A Paraíba é um estado com tradição cinematográfica bastante fragmentada, mas com momentos gloriosos na história: do fotógrafo e cineasta que dá nome à mostra, que realizou uma série de filmes etnográficos pioneiros nos anos 1920 – dos quais hoje restam alguns fragmentos valiosos –, passando por clássicos documentários como Aruanda (1960), de Linduarte Noronha – que Glauber Rocha considerava decisivo para o surgimento do Cinema Novo – e O País de São Saruê (1971), primeiro longa-metragem de Vladimir Carvalho censurado pelo regime militar, até os filmes de horror recentes da produtora Vermelho Profundo, de Campina Grande, os tempos fortes do cinema paraibano são razoavelmente conhecidos. Atualmente, essa produção ainda é periférica em relação a outros polos de produção nacional e, embora tenha contado com investimentos robustos nos últimos anos – se comparada a outros estados de maior poderio econômico –, está fortemente assentada no engajamento coletivo dos artistas, que enfrentaram ao longo da história – e ainda vivenciam – as intempéries da conjuntura local. O exercício que me move aqui é semelhante ao de Fábio Andrade em “A Paraíba em curta-metragem”, texto motivado por sua participação em um júri de um festival no mesmo estado em 2014. Meu recorte é mais limitado, porém: embora nem sempre filmados na capital, os filmes exibidos na mostra foram todos realizados a partir de um edital de João Pessoa.
Crueza e abstração
Crua, curta-metragem recém-finalizado de Diego Lima, retrata o cotidiano de uma prostituta pobre no centro de João Pessoa, nas imediações do lugar onde a sessão de abertura da mostra foi realizada. A primeira imagem do filme descreve, em plano geral, o movimento dessa mulher que ainda não conhecemos em direção a uma moita no meio de uma praça, e o ruído hiper-real da urina que escorre pelo chão soa bem alto nos alto-falantes instalados em um Largo de São Francisco abarrotado por centenas de pessoas. A crueza estampada no título – cujo emblema é esse desenho sonoro peculiar – é perseguida a cada cena: no corpo exposto após a iniciação sexual de um garoto (essa imagem tão arraigada no imaginário brasileiro), no chuveiro mambembe que sucede a promessa de um lugar confortável por um cliente, nas narrativas da vida difícil trocadas entre as colegas de meretrício. No decorrer do pequeno conto, a protagonista se torna mais e mais silenciosa – como na visita a um homem encarcerado – e o filme mais interessado em seu rosto, como se seu olhar pudesse refletir o peso do mundo que recai sobre seus ombros.

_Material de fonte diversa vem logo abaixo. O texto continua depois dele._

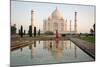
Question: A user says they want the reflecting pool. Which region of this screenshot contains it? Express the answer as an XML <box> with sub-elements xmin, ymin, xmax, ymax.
<box><xmin>10</xmin><ymin>40</ymin><xmax>94</xmax><ymax>66</ymax></box>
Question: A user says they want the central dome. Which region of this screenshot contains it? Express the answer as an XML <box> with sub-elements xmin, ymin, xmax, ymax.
<box><xmin>52</xmin><ymin>7</ymin><xmax>63</xmax><ymax>19</ymax></box>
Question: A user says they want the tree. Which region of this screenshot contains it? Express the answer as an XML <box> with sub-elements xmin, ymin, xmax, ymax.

Essa crueza tem sido cozida lentamente no fogo brando da convenção. Esse impulso da ficção em direção à imediatidade do real, sintetizado em metáforas corpóreas frequentemente atribuídas a filmes que seguem essa toada – a obra visceral, o vômito do artista, o dedo na ferida do espectador, o tapa na cara da sociedade – encontra morada numa obra como a de Cláudio Assis, que vem logo à memória diante de Crua. Há um traço instigante de provocação nesse espelhamento entre a tela e a praça no centro da cidade, na cena de sexo explícito projetada (literalmente) sobre a fachada de uma igreja barroca. O filme, no entanto, não chega a ultrapassar o umbral da afronta à moral e aos bons costumes. A protagonista promete individualidade, mas logo se torna uma personagem-sintoma, índice do desastre social que a rodeia. A crueza do tratamento fotográfico e sonoro é logo capturada pelo símbolo gasto, a concretude dos corpos é anulada pela abstração discursiva. Quando, ao filmar uma revista íntima no presídio, o cineasta decide enquadrar o espelho no chão onde se reflete a vagina da atriz, a violência social que o filme vislumbra como dramaturgia se reduplica em agressão visual gratuita, que só contribui para encarcerar uma vez mais a personagem – e o espectador – na camisa de força da verdade inconveniente. Se alguns dos melhores momentos do cinema brasileiro – Ozualdo Candeias, Belair – foram conquistados numa conjugação entre o grotesco dos motivos e o trabalho formal intenso sobre a mediação cinematográfica, em Crua a potência própria do cinema se esvai nessa imediatez do registro, nessa tentativa de acesso às entranhas do real que, ao fim e ao cabo, cede diante do desejo de adequá-lo a uma vontade prévia de diagnóstico.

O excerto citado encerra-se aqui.